Bon, je préviens tout de suite, nous sommes encore une fois dans le domaine quantique, donc dans un domaine parfaitement contre-intuitif, et mon effort de vulgarisation (surtout si l’on considère que je ne suis pas physicien) risque de m’attirer les foudres des experts. Désolé donc.

Le principe du radar quantique repose lui aussi sur le principe de l’intrication des photons, une propriété surprenante à l’échelle quantique. Pour faire simple, en physique quantique, l’état d’une particule est décrit par une « fonction d’onde ». Celle-ci correspond au spin de la particule (son moment cinétique, classiquement représenté par une flèche vers le haut ou le bas) et qui lui-même correspond à une superposition d’états. A l’échelle quantique, le spin est en effet une somme des états « vers le haut » et « vers le bas ».
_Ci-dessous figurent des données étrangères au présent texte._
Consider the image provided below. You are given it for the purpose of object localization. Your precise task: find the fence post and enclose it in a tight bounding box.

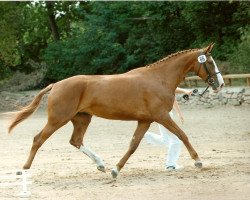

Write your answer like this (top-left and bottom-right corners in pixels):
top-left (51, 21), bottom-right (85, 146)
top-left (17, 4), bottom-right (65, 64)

top-left (0, 169), bottom-right (32, 198)
top-left (19, 170), bottom-right (31, 198)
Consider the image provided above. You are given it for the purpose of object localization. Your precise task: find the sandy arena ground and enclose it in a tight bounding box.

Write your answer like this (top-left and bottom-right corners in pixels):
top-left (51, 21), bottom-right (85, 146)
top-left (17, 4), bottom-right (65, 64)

top-left (0, 104), bottom-right (249, 200)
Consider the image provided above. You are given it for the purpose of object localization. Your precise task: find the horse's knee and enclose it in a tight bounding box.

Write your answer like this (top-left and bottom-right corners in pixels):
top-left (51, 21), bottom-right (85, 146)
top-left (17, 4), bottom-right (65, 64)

top-left (70, 129), bottom-right (83, 148)
top-left (70, 113), bottom-right (92, 149)
top-left (69, 139), bottom-right (81, 149)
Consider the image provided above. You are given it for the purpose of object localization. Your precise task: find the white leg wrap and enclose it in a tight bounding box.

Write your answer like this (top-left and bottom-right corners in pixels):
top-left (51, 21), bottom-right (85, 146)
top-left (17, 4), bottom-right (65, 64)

top-left (80, 145), bottom-right (104, 167)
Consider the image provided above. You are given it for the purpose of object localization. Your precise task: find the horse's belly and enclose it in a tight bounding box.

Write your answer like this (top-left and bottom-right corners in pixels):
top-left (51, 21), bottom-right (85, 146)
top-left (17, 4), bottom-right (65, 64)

top-left (82, 105), bottom-right (150, 121)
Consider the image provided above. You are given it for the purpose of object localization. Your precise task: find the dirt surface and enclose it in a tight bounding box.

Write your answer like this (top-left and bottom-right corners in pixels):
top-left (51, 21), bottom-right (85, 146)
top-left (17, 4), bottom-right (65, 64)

top-left (0, 103), bottom-right (249, 200)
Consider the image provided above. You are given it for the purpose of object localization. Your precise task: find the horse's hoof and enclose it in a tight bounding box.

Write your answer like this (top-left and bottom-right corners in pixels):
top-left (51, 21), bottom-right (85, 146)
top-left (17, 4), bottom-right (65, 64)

top-left (194, 161), bottom-right (203, 168)
top-left (111, 168), bottom-right (119, 178)
top-left (97, 165), bottom-right (106, 173)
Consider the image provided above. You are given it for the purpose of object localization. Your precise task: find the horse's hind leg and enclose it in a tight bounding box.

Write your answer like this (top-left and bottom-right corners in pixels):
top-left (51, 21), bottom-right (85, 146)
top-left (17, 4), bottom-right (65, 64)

top-left (23, 121), bottom-right (66, 169)
top-left (70, 113), bottom-right (105, 172)
top-left (111, 121), bottom-right (151, 178)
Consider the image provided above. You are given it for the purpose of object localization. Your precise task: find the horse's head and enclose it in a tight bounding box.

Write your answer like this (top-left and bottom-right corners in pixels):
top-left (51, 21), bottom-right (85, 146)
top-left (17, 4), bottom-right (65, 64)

top-left (194, 43), bottom-right (224, 92)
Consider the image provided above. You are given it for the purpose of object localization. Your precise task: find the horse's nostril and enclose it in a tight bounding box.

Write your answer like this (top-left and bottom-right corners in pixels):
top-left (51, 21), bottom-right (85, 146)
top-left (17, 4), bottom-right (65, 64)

top-left (220, 83), bottom-right (224, 88)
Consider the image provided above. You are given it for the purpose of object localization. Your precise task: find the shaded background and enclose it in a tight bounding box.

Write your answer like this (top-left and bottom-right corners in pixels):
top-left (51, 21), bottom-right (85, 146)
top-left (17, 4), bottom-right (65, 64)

top-left (0, 1), bottom-right (249, 87)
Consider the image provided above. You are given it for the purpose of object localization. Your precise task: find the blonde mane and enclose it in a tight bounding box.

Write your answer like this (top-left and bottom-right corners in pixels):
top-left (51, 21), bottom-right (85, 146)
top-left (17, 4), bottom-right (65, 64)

top-left (146, 48), bottom-right (199, 68)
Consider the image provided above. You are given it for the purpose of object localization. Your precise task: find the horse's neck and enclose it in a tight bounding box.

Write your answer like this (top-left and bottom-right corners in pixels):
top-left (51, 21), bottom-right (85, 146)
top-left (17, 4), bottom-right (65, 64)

top-left (151, 52), bottom-right (197, 91)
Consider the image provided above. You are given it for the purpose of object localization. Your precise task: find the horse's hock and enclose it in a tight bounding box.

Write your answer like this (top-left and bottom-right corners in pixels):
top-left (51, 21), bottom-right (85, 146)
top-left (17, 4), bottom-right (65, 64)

top-left (177, 87), bottom-right (250, 106)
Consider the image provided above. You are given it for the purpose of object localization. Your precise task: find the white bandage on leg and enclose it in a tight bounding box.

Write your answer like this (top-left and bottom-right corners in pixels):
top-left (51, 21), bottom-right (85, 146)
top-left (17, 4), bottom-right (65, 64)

top-left (80, 145), bottom-right (104, 167)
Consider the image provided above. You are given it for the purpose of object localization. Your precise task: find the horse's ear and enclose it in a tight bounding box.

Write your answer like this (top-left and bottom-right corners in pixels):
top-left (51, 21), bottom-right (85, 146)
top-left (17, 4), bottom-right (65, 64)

top-left (204, 43), bottom-right (215, 54)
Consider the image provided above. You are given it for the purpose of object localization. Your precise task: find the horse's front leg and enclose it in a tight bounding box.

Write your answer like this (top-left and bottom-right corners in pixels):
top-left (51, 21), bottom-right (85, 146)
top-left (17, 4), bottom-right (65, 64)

top-left (156, 114), bottom-right (202, 168)
top-left (70, 113), bottom-right (105, 172)
top-left (111, 121), bottom-right (151, 178)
Mais lorsqu’on mesure l’orientation du spin, la fonction d’onde est modifiée (« réduite ») de telle sorte que la superposition d’états disparaît et le spin observé prend, de façon aléatoire, la valeur « haut » ou la valeur « bas ». Pour l’instant, c’est encore compréhensible. Ça devient plus complexe lorsque l’on considère qu’en physique quantique, on peut avoir une généralisation de la superposition d’états à plusieurs particules. En l’occurrence, considérons 2 photons dits « intriqués » : ce sont deux particules dont les spins sont opposés. Même si ces particules sont spatialement éloignées, si l’on mesure le spin de la première, la seconde prend instantanément une valeur de spin opposée. Oui je sais, c’est bizarre. Mais c’est comme ça.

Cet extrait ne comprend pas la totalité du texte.